There have been some dark days for ITV of late, but at least the honest talking from its director of television, Simon Shaps, has shed some light on the situation. Talking of facing its own "Clause IV moment" (a reference to the modernisation of the Labour Party), Shaps dropped some tired old shows and spoke with a measure of optimism about ITV's future while being straight about some of the mistakes it has made.

Elsewhere in media, too, there are those facing their own "Clause IV moments". In outdoor, for instance. While it might be overstating it to say the whole outdoor business has faced dark times, there have certainly been calls to overhaul and modernise certain murky areas of outdoor trading.

Several events put this into focus.

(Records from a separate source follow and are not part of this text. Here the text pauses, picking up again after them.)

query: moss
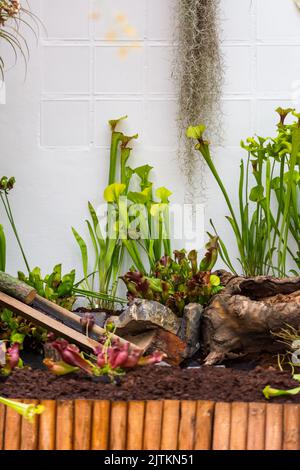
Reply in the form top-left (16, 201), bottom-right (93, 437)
top-left (174, 0), bottom-right (223, 195)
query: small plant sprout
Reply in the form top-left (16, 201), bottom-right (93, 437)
top-left (0, 397), bottom-right (45, 423)
top-left (263, 385), bottom-right (300, 400)
top-left (44, 323), bottom-right (165, 380)
top-left (0, 175), bottom-right (30, 273)
top-left (0, 342), bottom-right (23, 376)
top-left (121, 237), bottom-right (222, 316)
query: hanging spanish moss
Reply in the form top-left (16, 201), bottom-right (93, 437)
top-left (174, 0), bottom-right (223, 195)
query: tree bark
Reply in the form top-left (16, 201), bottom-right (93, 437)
top-left (202, 276), bottom-right (300, 365)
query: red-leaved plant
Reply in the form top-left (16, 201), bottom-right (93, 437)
top-left (44, 332), bottom-right (165, 377)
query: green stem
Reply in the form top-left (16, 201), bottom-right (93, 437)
top-left (0, 193), bottom-right (30, 274)
top-left (108, 132), bottom-right (122, 184)
top-left (278, 127), bottom-right (300, 272)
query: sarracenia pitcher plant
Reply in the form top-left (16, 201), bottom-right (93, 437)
top-left (187, 108), bottom-right (300, 276)
top-left (72, 116), bottom-right (171, 306)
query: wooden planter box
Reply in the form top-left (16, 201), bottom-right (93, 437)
top-left (0, 400), bottom-right (300, 450)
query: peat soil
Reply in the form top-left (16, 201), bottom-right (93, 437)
top-left (0, 365), bottom-right (300, 403)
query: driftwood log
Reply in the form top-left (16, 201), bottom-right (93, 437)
top-left (202, 273), bottom-right (300, 365)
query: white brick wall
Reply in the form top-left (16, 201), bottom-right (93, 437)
top-left (0, 0), bottom-right (300, 272)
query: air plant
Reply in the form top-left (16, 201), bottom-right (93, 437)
top-left (0, 397), bottom-right (45, 423)
top-left (121, 237), bottom-right (222, 316)
top-left (174, 0), bottom-right (224, 198)
top-left (0, 225), bottom-right (6, 271)
top-left (0, 0), bottom-right (41, 79)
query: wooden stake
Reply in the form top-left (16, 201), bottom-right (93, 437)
top-left (126, 401), bottom-right (145, 450)
top-left (74, 400), bottom-right (92, 450)
top-left (4, 400), bottom-right (22, 450)
top-left (283, 405), bottom-right (300, 450)
top-left (194, 401), bottom-right (215, 450)
top-left (109, 402), bottom-right (127, 450)
top-left (0, 292), bottom-right (98, 351)
top-left (213, 403), bottom-right (231, 450)
top-left (161, 400), bottom-right (180, 450)
top-left (56, 401), bottom-right (74, 450)
top-left (20, 400), bottom-right (39, 450)
top-left (143, 400), bottom-right (163, 450)
top-left (0, 403), bottom-right (5, 450)
top-left (230, 403), bottom-right (248, 450)
top-left (247, 403), bottom-right (266, 450)
top-left (91, 400), bottom-right (110, 450)
top-left (178, 401), bottom-right (197, 450)
top-left (265, 403), bottom-right (282, 450)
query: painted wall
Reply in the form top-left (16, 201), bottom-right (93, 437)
top-left (0, 0), bottom-right (300, 273)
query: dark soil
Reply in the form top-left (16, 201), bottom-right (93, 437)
top-left (0, 366), bottom-right (300, 403)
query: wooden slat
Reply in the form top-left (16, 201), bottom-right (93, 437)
top-left (143, 400), bottom-right (163, 450)
top-left (126, 401), bottom-right (145, 450)
top-left (265, 403), bottom-right (283, 450)
top-left (0, 403), bottom-right (5, 450)
top-left (212, 403), bottom-right (231, 450)
top-left (91, 400), bottom-right (110, 450)
top-left (283, 405), bottom-right (300, 450)
top-left (20, 400), bottom-right (39, 450)
top-left (74, 400), bottom-right (92, 450)
top-left (247, 403), bottom-right (266, 450)
top-left (38, 400), bottom-right (56, 450)
top-left (109, 402), bottom-right (127, 450)
top-left (56, 401), bottom-right (74, 450)
top-left (4, 400), bottom-right (22, 450)
top-left (194, 401), bottom-right (215, 450)
top-left (160, 400), bottom-right (180, 450)
top-left (178, 400), bottom-right (197, 450)
top-left (230, 403), bottom-right (248, 450)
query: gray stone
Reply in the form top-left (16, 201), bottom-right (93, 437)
top-left (108, 299), bottom-right (181, 336)
top-left (179, 303), bottom-right (203, 358)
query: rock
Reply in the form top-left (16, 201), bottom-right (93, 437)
top-left (179, 303), bottom-right (203, 358)
top-left (75, 310), bottom-right (108, 328)
top-left (107, 299), bottom-right (187, 366)
top-left (108, 299), bottom-right (181, 336)
top-left (146, 328), bottom-right (186, 366)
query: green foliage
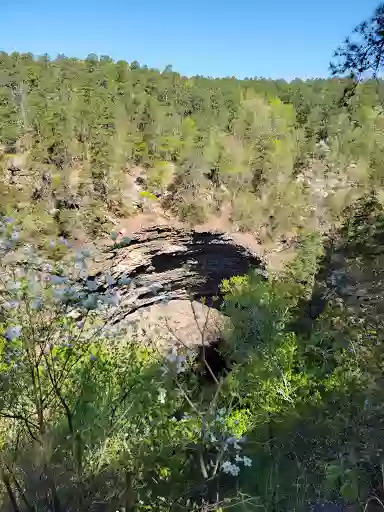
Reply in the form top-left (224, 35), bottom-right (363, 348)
top-left (0, 52), bottom-right (383, 240)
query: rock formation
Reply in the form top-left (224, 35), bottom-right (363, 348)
top-left (94, 226), bottom-right (264, 344)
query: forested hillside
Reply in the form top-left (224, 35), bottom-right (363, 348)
top-left (0, 5), bottom-right (384, 512)
top-left (0, 53), bottom-right (384, 239)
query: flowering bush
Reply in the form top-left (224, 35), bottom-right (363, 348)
top-left (0, 218), bottom-right (258, 510)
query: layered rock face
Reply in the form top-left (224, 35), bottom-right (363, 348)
top-left (91, 226), bottom-right (264, 344)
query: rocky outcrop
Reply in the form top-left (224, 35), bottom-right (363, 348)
top-left (94, 226), bottom-right (265, 344)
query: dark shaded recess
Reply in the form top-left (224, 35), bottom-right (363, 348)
top-left (95, 226), bottom-right (264, 321)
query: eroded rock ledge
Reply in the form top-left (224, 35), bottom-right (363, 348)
top-left (95, 226), bottom-right (265, 344)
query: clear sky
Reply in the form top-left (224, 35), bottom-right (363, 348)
top-left (0, 0), bottom-right (378, 79)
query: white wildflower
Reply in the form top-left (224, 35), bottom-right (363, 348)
top-left (157, 388), bottom-right (167, 404)
top-left (105, 274), bottom-right (116, 286)
top-left (4, 325), bottom-right (22, 341)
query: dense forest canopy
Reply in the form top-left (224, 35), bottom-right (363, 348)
top-left (0, 6), bottom-right (384, 512)
top-left (0, 53), bottom-right (384, 238)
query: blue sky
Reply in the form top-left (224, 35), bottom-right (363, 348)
top-left (0, 0), bottom-right (378, 79)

First we had the young upstart GEN Outdoor writing directly to advertisers with details of its own spin on the commission system, then the former IPM chief executive Alistair Lines launched an outdoor auditing company with the blessing of ISBA, again putting the focus on greater transparency. Then we had the near-collapse and rescue of Maiden before the departure of Julie France from Clear Channel, apparently involving e-mails of a commercially sensitive nature.

You could argue that all publicity is good publicity, but there is no doubt that some in outdoor have been uncomfortable in the spotlight. So you could almost sense the collective sigh of relief that outdoor is now hitting the headlines for more positive reasons.

Innovation and progress are once again the watchwords for outdoor as it seeks to continue its growth of recent years. After a period of internal focus because of the pitch for major contracts, such as those of the rail companies and Transport for London, the big outdoor contractors are now unveiling their "next-generation" products.

Last week, Clear Channel, under its new chief executive, Barry Sayer, unveiled its network of digital 48-sheet billboards, a development that will allow advertisers greater impact and flexibility. Then the process for the award of the ten-year Transport for London contract finally neared conclusion, with the incumbent, Viacom Outdoor, announced as the "preferred bidder". Digital innovation was key to the bid, with LED screens and links to mobile technology that have already been tested by Viacom expected to be taken to new levels. Then we had Titan's chairman, Bill Apfelbaum, promising a hefty war-chest to reinvigorate the company formerly known as Maiden.

So, despite fears that some media owners over-promised when tendering for large contracts, there could be sunshine and laughter ahead for outdoor after a tricky few months. Let's just hope this lingers longer than the blossom being dispensed from the Magners cider billboard on the A4.